MTI Sues Children's Theatre Group Over Unpaid Licensing Fees


Over the past couple of years, Theaterpalooza Community Theater Productions, Inc. has been producing shows such as Matilda, Seussical, Little Shop of Horrors, and Honk!

The only problem is the Virginia theatre company, apparently, hasn't been paying licensing fees to do so. And now, Music Theatre International (MTI) has come to collect. 

Last month, MTI filed a lawsuit in the Federal District Court for the Eastern District of Virginia for presenting at least 16 unauthorized productions of MTI titles....16. 

According to a statement from MTI President and CEO Drew Cohen, "At MTI, we promote artistic expression by ensuring that every copyrighted work is properly licensed for performance. Since our mission is to promote and facilitate the performance of musical theatre, we do not like to take formal legal action, and usually we do not need to do so. But it is unfair to our authors and the thousands of customers who work hard in making contributions to our common cultural heritage and enrichment to allow unlicensed, repeat infringements of those valuable properties. Aside from depriving the shows’ creators of their livelihood, failing to obtain a license also inhibits MTI from ensuring the shows are being properly presented and delivering what the audiences have paid for and expect.”

The suit seeks either actual damages including profits from the productions or maximum statutory damages, an injunction against continued infringement and other costs. 

According to MTI officials, they apparently made several attempts to collect payment from Theaterpalooza but never received any. 

To be honest, this is the first time I've seen MTI take such a step in trying to resolve copyright infringement. At the same time, this is the first time I've seen a local theatre try to sneak by copyright law so egregiously. While Theaterpalooza hasn't put out a statement, 16 shows with several attempts by MTI is ridiculous. 

Also, at least from their fee descriptions, Theaterpalooza could more than have paid for the rights for these shows. The registration and tuition fees aren't cheap. Registration fees are $25/$45 each plus a $600 tuition(with $100 due at registration). They also charge late fees of $25 if tuition payments are missed.
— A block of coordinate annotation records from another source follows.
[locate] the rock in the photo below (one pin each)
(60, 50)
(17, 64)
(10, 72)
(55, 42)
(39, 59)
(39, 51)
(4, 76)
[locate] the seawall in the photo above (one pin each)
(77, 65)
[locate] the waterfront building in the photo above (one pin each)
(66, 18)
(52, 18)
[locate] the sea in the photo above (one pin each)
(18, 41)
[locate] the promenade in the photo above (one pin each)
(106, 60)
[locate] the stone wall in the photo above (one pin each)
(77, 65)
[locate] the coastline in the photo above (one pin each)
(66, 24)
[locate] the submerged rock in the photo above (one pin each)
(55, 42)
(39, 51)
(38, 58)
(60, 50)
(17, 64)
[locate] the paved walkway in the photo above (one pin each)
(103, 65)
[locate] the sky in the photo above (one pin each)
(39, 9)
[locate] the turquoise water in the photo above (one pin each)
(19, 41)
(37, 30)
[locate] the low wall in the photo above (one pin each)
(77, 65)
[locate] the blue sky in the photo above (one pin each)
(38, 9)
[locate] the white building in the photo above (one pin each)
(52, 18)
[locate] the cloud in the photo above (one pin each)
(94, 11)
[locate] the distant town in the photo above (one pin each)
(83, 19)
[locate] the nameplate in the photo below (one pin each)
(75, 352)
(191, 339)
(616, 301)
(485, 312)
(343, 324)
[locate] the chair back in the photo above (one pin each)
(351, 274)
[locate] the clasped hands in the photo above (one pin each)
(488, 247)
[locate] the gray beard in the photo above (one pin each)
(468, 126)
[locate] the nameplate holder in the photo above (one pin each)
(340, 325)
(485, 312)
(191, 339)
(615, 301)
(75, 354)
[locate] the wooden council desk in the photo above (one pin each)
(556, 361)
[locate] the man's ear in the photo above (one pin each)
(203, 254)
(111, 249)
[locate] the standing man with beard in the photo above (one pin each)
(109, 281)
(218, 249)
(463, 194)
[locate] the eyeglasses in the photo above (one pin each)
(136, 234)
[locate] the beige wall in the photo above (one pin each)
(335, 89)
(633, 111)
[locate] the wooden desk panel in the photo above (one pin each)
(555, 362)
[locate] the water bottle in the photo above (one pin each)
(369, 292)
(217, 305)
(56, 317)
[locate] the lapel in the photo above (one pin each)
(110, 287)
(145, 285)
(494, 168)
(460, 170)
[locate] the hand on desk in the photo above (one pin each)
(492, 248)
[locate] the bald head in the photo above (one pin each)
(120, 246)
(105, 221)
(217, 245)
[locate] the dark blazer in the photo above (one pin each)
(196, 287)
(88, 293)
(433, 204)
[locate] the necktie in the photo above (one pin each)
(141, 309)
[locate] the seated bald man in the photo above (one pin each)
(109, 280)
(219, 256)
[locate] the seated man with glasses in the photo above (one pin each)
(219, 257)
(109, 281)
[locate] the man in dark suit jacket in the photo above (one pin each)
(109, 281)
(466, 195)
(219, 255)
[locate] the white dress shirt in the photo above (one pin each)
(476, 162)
They also charge up to $60 for hour-long voice lessons. 

With $600 per child going towards these productions, it would have cost around the tuition of three kids to pay for these rights. Instead, it's likely going to cost Theatrepalooza a lot more. Since the company has been around since 1996, I wouldn't be surprised if MTI starts to look back even further for any possible infringements. 

Copyright infringement is nothing new when it comes to theatrical properties. But as I said before, this is a rare example. Theaterpalooza and its leadership has a lot to answer for. In addition to repeated warnings from MTI, it would appear that they should have known better. The founder of the company, Teri Walker, has been a professional performer in the past. 

Walker told the Times-Mirror she has been working with MTI's attorneys for several weeks to resolve the issue.

“It is a billing issue, and we want to make arrangements and pay,” Walker said. “Ten of the shows we never produced, and some of the shows are our own versions. We have now taken all of their shows off our schedule. We do a lot of original shows and have our own writers on staff.”

Walker said this is “very embarrassing” and that she has tried to be in compliance.

“We have had financial issues over the years, but we are doing wonderful things for children here. For the last four years we have brought children to Carnegie Hall, and we have great after-school programs with singing, dancing, acting, professional tutoring and piano lessons.”

In response to questions about additional legal issues in Loudoun County, including lawsuits alleging non-payment of rent, Walker said they are “complicated issues.”

“We have built our own theater in Ashburn and we want children to love the arts. We are doing wonderful things for children and produce sold-out shows,” Walker said.

Let this serve as a reminder, if you try to produce unauthorized material, it's more than likely going to catch up with you at some point. It certainly did here. 

We'll keep an eye on this as the case progresses and update it accordingly.